There’s a pretty pitched battle for the title of “Dumbest Member of the Senate.” Ted Cruz, Josh Hawley, Ron Johnson, Tommy Tuberville, Marsha Blackburn, and John Kennedy are all in the running. Well, add a new entrant—Roger Marshall, the freshman senator from Kansas.
On Saturday, CNN’s Pamela Brown asked Marshall about a new CNN poll showing a whopping 70% of Republicans don’t believe Biden was legitimately elected. She also reminded Marshall that he not only objected to the certification of Biden’s wins in Arizona and Pennsylvania even after the Jan. 6 insurrection, but signed onto the windmill-tilting Texas lawsuit seeking to overturn Biden’s wins in those states and two others. Watch Marshall’s response below.
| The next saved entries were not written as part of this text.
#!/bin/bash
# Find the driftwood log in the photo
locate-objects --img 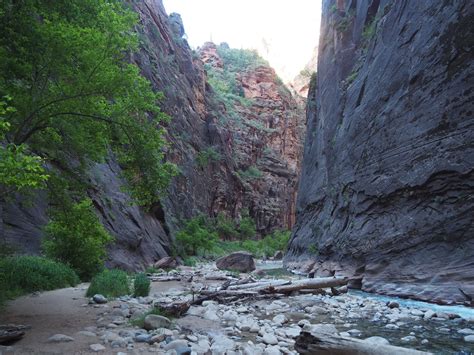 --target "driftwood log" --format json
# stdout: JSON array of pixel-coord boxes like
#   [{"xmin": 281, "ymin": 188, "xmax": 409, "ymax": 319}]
[
  {"xmin": 0, "ymin": 325, "xmax": 30, "ymax": 344},
  {"xmin": 266, "ymin": 277, "xmax": 348, "ymax": 294},
  {"xmin": 295, "ymin": 331, "xmax": 432, "ymax": 355}
]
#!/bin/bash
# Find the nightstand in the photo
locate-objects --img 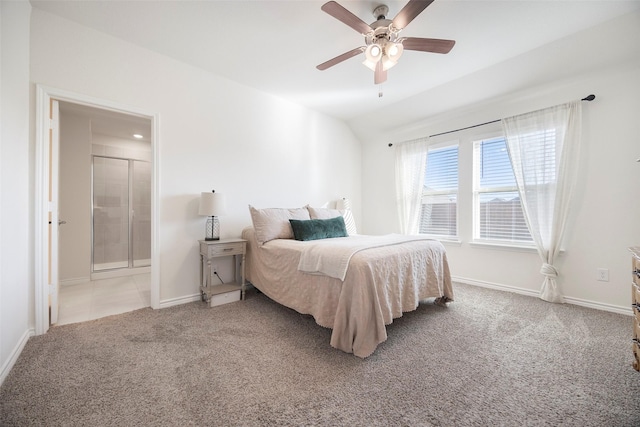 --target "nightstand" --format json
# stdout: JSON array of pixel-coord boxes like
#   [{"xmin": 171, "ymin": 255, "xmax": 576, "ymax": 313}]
[{"xmin": 199, "ymin": 238, "xmax": 247, "ymax": 307}]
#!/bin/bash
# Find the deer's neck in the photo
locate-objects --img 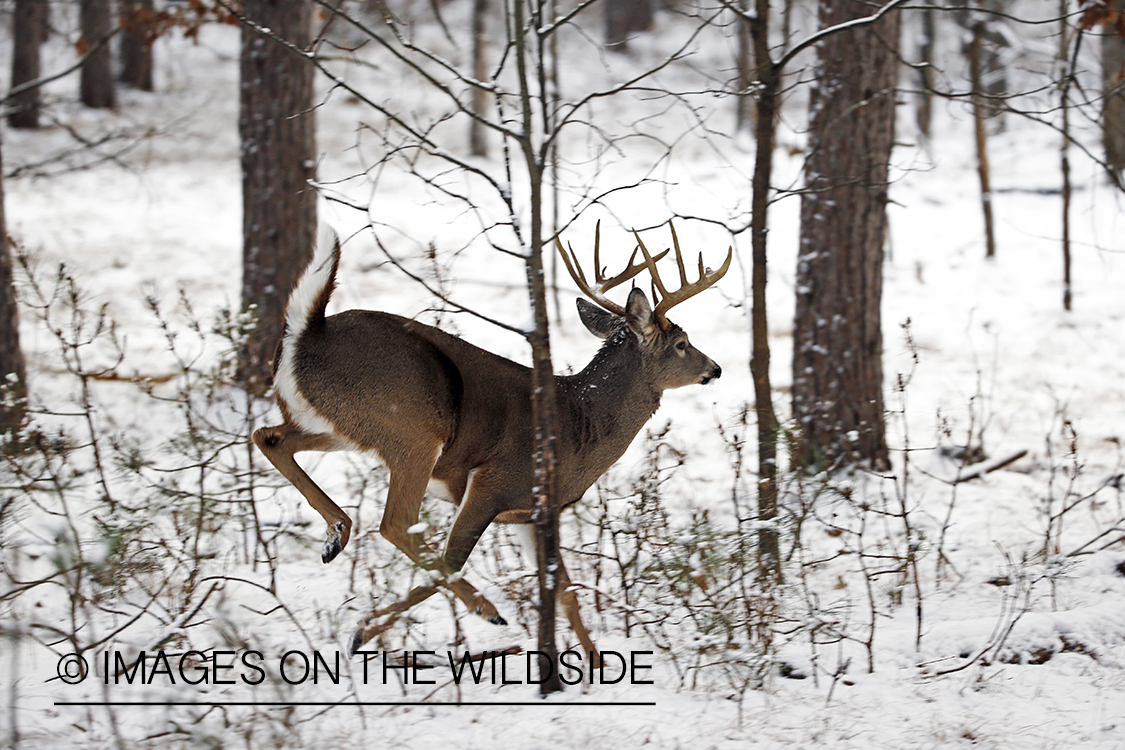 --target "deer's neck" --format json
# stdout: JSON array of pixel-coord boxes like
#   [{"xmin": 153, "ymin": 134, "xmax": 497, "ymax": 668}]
[{"xmin": 557, "ymin": 335, "xmax": 661, "ymax": 463}]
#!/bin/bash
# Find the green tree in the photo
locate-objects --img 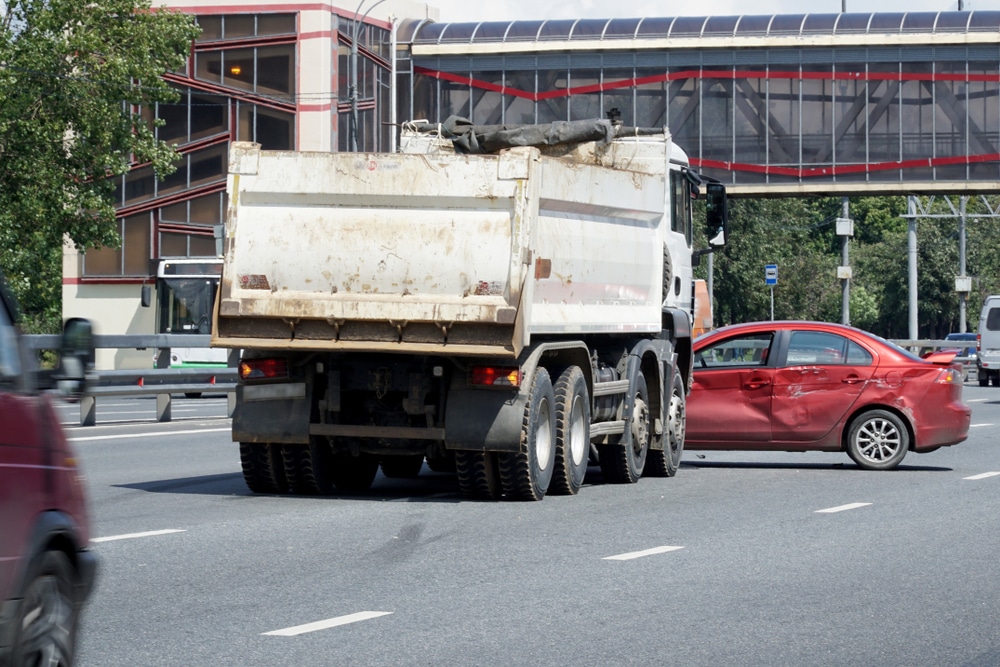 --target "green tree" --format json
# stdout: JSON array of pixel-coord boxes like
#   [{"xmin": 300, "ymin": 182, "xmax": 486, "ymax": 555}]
[{"xmin": 0, "ymin": 0, "xmax": 199, "ymax": 332}]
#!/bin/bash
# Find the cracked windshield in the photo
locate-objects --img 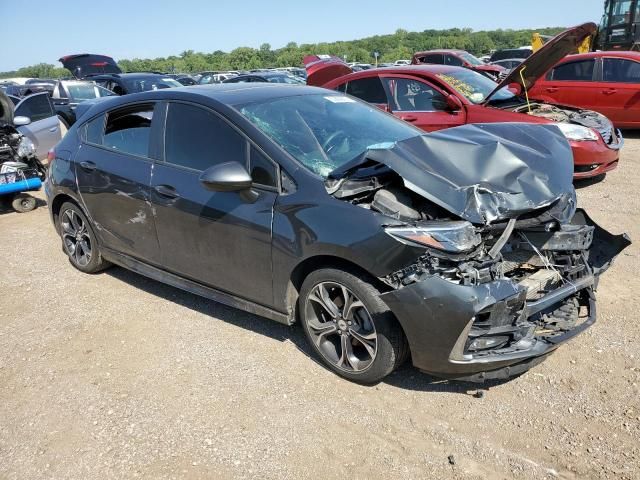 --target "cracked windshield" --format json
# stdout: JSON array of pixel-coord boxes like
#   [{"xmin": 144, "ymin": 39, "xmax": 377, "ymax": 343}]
[{"xmin": 239, "ymin": 94, "xmax": 420, "ymax": 177}]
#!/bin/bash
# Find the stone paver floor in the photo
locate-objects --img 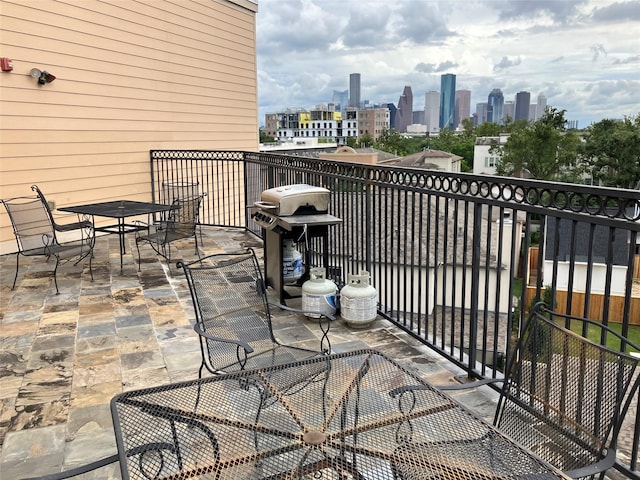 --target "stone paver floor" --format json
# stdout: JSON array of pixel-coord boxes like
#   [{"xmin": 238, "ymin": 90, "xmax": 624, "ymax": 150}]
[{"xmin": 0, "ymin": 228, "xmax": 631, "ymax": 479}]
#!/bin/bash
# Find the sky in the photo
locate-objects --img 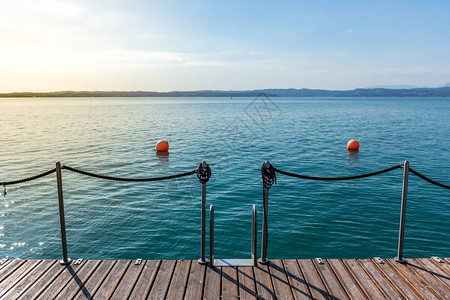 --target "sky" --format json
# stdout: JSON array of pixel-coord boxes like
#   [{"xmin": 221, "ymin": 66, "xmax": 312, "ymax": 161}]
[{"xmin": 1, "ymin": 0, "xmax": 450, "ymax": 92}]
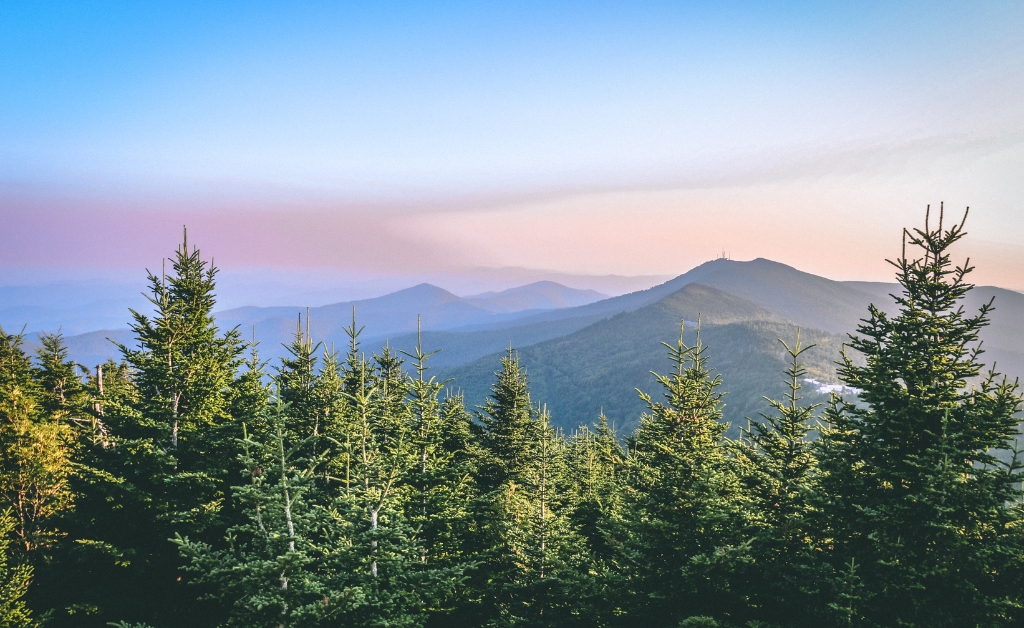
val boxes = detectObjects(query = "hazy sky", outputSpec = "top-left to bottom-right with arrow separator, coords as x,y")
2,1 -> 1023,287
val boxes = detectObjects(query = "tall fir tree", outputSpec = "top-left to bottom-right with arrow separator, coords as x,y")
0,327 -> 75,554
175,402 -> 365,628
734,332 -> 823,627
39,234 -> 246,627
34,331 -> 91,422
469,350 -> 587,627
475,349 -> 540,492
275,313 -> 323,441
616,322 -> 747,627
401,324 -> 479,611
562,415 -> 626,623
816,206 -> 1024,626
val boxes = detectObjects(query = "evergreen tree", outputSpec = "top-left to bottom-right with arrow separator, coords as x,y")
562,415 -> 625,622
475,349 -> 540,492
334,346 -> 422,628
175,402 -> 365,628
401,326 -> 479,607
276,314 -> 323,441
470,350 -> 587,627
228,335 -> 273,447
617,322 -> 747,627
0,327 -> 75,554
34,331 -> 90,422
816,207 -> 1024,626
121,231 -> 245,476
319,320 -> 466,628
0,510 -> 34,628
37,235 -> 245,627
564,414 -> 624,559
734,332 -> 822,626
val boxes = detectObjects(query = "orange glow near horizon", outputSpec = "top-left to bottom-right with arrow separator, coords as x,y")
3,173 -> 1021,291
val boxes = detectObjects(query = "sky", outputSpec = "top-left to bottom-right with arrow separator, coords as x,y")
2,1 -> 1023,290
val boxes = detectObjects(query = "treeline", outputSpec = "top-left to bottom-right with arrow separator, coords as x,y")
2,214 -> 1023,628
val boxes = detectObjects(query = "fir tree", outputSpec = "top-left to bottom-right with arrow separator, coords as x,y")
0,510 -> 34,628
175,402 -> 365,628
319,322 -> 465,628
562,415 -> 626,622
401,325 -> 478,581
816,206 -> 1024,626
470,350 -> 586,627
34,331 -> 90,422
564,414 -> 625,558
0,326 -> 75,554
475,349 -> 540,492
276,313 -> 323,441
121,230 -> 244,460
229,335 -> 273,446
39,234 -> 246,627
734,332 -> 822,626
618,322 -> 747,627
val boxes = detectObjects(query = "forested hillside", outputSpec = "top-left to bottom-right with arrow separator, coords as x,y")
2,213 -> 1023,628
439,283 -> 848,435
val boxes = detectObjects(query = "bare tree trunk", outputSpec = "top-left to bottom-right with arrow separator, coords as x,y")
371,509 -> 378,577
278,421 -> 295,625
When Brown asked Marshall if he had any regrets for his past votes, Marshall claimed that “we’re just so ready to move on” from the dispute over the 2020 election’s legitimacy. After repeating the bogus claim that six states ignored their own laws, he claimed it was time for “a spirit of forgiveness” so we could focus on the issues facing this country.
Like hell we will move on, Roger. You promoted the claim that Biden hadn’t won legitimately even after it was comprehensively debunked, and even after it resulted in election officials and voting tech company employees being harassed, trolled, and threatened. And you’re STILL promoting that claim even after it caused a deadly insurrection—one that resulted in police officers being gravely injured, and your colleagues on both sides having to flee for their lives. And you have the nerve to tell us to move on? How dare you, Senator. HOW DARE YOU!
You have no right to insist that we move on when one of your first votes as a senator had the effect of disgracing yourself, the Senate, and the people of Kansas. You have no right to insist that we move on when you effectively gave succor to a deadly insurrection.
The weird thing about it is that Marshall was supposedly the sane choice in the Republican primary for the seat of retiring Pat Roberts. Remember? Virtually the entire state and national Republican establishment closed ranks behind Marshall in order to fend off Kris Kobach, who was believed to be so far right that he would effectively be handing that seat to the Democrats. Before then, he ran for and won the Republican nomination in the “Big First” district by portraying himself as a saner choice than its tea-swilling incumbent, Tim Huelskamp.
And now we know that Marshall’s moral compass is fundamentally warped. If he’s what passes for sane in the Kansas GOP, I don’t want to see unhinged.
Fortunately, Marshall can’t tenure himself in just yet. Although he defeated state Senator Barbara Bollier by just under 12 points, Bollier got 41% of the vote—the first time a Democrat has been north of 40% in a Kansas Senate race since the 1996 special election that resulted in Sam Brownback taking Bob Dole’s old seat. The only other times in recent memory where I can find a Democrat getting 40% in Kansas were in 1974, when Dole was almost swept out by the post-Watergate backlash, and in 1978, when Nancy Landon Kassebaum was held to 53% for the seat that Marshall now holds. This race proved that a Republican can’t breathe easy in Kansas anymore. But if we’re to make Marshall pay for his moral bankruptcy in 2026, we’d better be about it.